Can my franchisees use ‘force majeure’ as a reason not to pay their MSF?April 2, 2020
The starting point, of course, is that it depends what your force majeure clause says. Note that your agreement may not specifically use the term ‘force majeure,’ but you almost certainly will have a clause somewhere which references issues ‘beyond the reasonable control’ of one or both of the parties. Please ask your lawyer if you are having trouble finding it.
Now let’s assume that your ‘force majeure’ clause says something typical about:
- neither party being liable for any failure to comply with the franchise agreement due to events beyond its reasonable control, and;
- that either party can terminate the agreement if the force majeure event continues for more than, say, 90 days.
Depending on your business and your sector, it may be quite obvious that in current circumstances your franchisee has a ‘force majeure’ reason preventing them from providing their services to customers. Particularly where there is no practical way that services can be provided on a virtual or online basis. But this does not mean that the franchisee has a ‘force majeure’ reason for not paying. Force majeure is supposed to apply where it is physically impossible for someone to comply with their agreement. Not where world events make it uneconomical for franchisees to pay. Note, though, that we are in uncharted waters. There are no legal precedents for the current situation. We do not yet know how courts would determine the issue.
But here is where the difference between theory and reality kicks in.
Even if you have legal grounds to hold your franchisees liable to pay their fees, your options are limited:
- You can sue for non-payment, but note that the courts may currently not be able to progress the claim, if they deem it to be non- urgent. And in any event the costs of suing may not be proportionate.
- You can terminate for breach. That means that when this epidemic is over, you will have lost franchisees.
- You can defer the time for paying fees for a few months, whilst reserving your position clearly in writing. (Get legal advice on how to do this.)
- As per the steps taken by an increasing number of franchisors, you can agree to waive the requirement to pay fees altogether for a set period of time. (Again, be careful how you communicate this and get legal advice.)

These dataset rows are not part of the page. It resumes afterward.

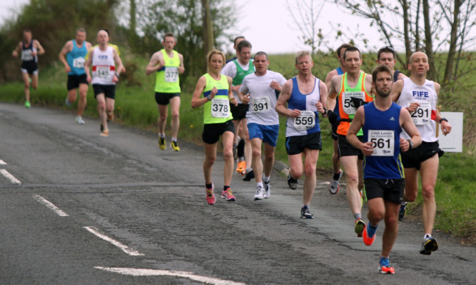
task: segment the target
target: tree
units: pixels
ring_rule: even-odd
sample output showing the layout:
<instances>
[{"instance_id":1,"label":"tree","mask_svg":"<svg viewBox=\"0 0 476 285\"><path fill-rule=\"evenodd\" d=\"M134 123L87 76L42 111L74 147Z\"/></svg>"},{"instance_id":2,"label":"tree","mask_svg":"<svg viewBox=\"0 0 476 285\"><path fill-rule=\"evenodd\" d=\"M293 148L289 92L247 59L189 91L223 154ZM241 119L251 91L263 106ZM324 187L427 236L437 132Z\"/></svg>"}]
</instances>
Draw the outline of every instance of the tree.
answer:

Be realistic, though, that none of the above options give you an easy route to getting fees from franchisees in the short term. Managing your internal cost base for the coming months, whether by furloughing employees, taking Government grants, getting interest free loans from your bank, and negotiating rent holidays with your landlord, are all of key importance whilst we ride out the storm.
From what I can currently see, the franchisors who are managing their franchisee relationships well at the moment are getting there by open and transparent communication. They are showing their franchisees that we are all in this together, with all parties taking a financial hit for the time being, whilst remaining poised to take advantage when the up-tick eventually comes.